There they are . . . or were, anyway, except for the intact spade. This didn’t make any sense to me until I saw that Saturday Evening Post advertisement: what I thought was the box base was actually the lid.
Anybody have a spare box bottom? It would be nice, but I’m not the least bit disappointed. To my knowledge, this is the only set known that still has the outer cardboard sleeve.
Larry shared another advertisement with me that answered another question I raised yesterday - my concern was that the more streamlined Moderne Black-and-Pearl pencil that came with my set may have been made later.

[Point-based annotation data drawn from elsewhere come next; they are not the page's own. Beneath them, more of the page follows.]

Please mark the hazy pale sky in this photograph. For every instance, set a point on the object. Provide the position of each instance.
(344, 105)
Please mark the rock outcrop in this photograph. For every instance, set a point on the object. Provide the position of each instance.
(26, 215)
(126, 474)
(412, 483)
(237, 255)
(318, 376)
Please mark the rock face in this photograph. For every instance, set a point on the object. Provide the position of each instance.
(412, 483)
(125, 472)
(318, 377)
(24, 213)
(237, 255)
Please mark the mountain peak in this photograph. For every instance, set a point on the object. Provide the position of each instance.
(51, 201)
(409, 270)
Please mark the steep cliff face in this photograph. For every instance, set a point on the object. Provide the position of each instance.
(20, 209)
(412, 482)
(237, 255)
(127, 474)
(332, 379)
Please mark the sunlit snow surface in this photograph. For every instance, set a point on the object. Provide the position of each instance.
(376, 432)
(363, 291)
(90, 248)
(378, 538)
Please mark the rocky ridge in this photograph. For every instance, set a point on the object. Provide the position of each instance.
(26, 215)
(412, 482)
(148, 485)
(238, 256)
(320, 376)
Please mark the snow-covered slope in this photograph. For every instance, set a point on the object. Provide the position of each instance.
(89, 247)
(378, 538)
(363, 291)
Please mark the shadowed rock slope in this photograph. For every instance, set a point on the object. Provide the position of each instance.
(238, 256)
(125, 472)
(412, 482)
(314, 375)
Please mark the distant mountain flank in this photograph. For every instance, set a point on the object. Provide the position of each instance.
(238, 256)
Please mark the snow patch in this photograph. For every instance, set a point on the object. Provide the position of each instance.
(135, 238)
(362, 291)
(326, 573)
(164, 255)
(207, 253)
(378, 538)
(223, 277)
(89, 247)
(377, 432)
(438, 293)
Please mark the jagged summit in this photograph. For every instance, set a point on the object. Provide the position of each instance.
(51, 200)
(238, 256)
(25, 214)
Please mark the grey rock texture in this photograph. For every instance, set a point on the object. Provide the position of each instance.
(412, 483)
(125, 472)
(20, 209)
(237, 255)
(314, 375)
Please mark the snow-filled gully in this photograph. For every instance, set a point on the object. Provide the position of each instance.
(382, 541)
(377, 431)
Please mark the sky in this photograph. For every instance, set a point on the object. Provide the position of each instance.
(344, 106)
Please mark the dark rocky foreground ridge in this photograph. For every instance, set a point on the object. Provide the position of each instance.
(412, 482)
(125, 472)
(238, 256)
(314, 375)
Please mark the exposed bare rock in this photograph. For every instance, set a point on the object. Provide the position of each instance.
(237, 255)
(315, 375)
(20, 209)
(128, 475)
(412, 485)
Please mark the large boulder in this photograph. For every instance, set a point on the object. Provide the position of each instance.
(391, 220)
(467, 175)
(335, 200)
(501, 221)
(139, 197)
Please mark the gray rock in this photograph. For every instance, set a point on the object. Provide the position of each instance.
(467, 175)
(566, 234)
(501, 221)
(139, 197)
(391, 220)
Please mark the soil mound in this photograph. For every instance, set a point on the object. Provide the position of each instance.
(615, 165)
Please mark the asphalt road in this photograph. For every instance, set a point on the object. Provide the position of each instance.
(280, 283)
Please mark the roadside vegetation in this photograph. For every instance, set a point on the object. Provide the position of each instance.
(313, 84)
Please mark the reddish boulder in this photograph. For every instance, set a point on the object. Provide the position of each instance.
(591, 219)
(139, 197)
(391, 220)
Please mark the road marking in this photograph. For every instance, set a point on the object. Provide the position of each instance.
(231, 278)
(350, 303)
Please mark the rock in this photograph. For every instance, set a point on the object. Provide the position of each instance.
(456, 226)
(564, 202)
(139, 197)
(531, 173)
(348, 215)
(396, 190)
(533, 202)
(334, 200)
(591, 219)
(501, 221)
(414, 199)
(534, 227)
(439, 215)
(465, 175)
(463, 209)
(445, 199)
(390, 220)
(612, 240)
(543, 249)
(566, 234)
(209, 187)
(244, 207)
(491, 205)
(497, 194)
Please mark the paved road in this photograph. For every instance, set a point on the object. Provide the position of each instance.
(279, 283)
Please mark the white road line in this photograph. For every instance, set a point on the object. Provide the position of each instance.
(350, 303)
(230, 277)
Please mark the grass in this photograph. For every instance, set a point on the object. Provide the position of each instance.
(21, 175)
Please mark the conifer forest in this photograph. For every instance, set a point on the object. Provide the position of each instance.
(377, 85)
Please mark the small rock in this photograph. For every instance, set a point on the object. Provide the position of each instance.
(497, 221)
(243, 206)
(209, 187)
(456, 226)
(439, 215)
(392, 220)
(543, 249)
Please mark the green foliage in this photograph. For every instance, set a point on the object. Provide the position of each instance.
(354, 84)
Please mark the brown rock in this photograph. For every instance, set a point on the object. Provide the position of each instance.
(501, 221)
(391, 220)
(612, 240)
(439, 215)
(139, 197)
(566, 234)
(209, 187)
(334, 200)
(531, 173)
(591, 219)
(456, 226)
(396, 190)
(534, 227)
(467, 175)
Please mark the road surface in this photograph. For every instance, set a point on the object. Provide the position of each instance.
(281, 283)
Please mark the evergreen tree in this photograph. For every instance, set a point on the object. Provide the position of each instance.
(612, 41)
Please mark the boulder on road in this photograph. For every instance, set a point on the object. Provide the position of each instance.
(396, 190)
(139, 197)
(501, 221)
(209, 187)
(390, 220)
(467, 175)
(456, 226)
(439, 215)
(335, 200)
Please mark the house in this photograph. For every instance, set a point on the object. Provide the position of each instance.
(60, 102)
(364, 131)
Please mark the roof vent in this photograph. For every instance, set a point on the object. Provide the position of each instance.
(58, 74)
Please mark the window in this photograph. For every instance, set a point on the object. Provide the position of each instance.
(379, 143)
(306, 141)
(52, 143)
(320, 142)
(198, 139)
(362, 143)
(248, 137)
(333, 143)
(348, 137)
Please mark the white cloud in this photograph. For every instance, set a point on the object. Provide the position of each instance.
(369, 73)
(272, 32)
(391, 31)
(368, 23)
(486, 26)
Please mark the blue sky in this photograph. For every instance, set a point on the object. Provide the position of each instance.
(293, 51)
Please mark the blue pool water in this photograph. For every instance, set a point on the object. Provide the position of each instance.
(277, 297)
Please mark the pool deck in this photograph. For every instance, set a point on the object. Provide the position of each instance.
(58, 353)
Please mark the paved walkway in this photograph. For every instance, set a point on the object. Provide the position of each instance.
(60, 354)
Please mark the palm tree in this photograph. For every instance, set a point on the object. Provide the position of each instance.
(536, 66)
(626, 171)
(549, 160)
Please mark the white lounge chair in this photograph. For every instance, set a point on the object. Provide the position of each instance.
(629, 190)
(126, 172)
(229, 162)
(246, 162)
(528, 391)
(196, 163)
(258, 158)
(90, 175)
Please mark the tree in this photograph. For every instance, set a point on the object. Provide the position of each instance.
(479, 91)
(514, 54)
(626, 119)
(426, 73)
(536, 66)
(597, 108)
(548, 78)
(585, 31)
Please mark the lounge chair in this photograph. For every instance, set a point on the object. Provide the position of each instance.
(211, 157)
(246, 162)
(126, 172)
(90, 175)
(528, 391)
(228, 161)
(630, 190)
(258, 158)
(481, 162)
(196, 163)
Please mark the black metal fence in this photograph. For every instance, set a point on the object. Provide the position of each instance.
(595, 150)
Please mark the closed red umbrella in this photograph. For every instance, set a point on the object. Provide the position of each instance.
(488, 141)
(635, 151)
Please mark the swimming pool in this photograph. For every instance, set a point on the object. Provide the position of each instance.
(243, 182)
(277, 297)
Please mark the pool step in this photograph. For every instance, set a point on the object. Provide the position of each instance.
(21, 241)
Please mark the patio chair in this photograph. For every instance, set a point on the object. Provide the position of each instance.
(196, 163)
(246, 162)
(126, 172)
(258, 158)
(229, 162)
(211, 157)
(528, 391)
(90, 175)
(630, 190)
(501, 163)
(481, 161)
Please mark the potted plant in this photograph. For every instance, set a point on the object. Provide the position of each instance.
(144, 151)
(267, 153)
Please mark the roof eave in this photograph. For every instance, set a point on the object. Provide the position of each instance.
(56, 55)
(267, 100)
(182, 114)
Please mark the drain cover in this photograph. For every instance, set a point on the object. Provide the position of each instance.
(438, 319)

Here’s that other advertisement: it isn’t dated, nor does it say in what magazine it was published, but it also describes the bridge set as “new,” so it is reasonable to think it was also published in mid-1930:
The text doesn’t say that the pencils are red and black, and the black and white rudimentary drawing shows all four suits in black . . . but I agree that it’s reasonable to think the white pencils shown are the red ones (even though there’s a black one with the heart and a white one with the club – sigh . . . so it goes with advertising art). However, like the other ad, this appears to show the more squared off tops.
But did you notice the interchangeable ringtop for the desk pencil at the top of the advertisement?
It looks like the streamlined and squared off caps were in production at the same time, depending on a customer’s choice. Although I can’t rule out that eventually Parker gravitated towards the more streamlined caps, this provides the proof that if our friend Ruth Reuter wanted a different pencil in her set when she pulled it from the assembly line, a shorter more streamlined Moderne Black-and-Pearl was right there for the swapping at the time.
Although I’m ultra-cautious when I’m making changes to things when they have been undisturbed for so long, I agree that it’s acceptable to swap out the two pencils in Ruth’s set with the black and red pencils from “When Good Luck Is a Bad Thing” on October 31:
But I still keep the pencils that came with this set right alongside them.
And I’m still looking for the bottom of that outer box.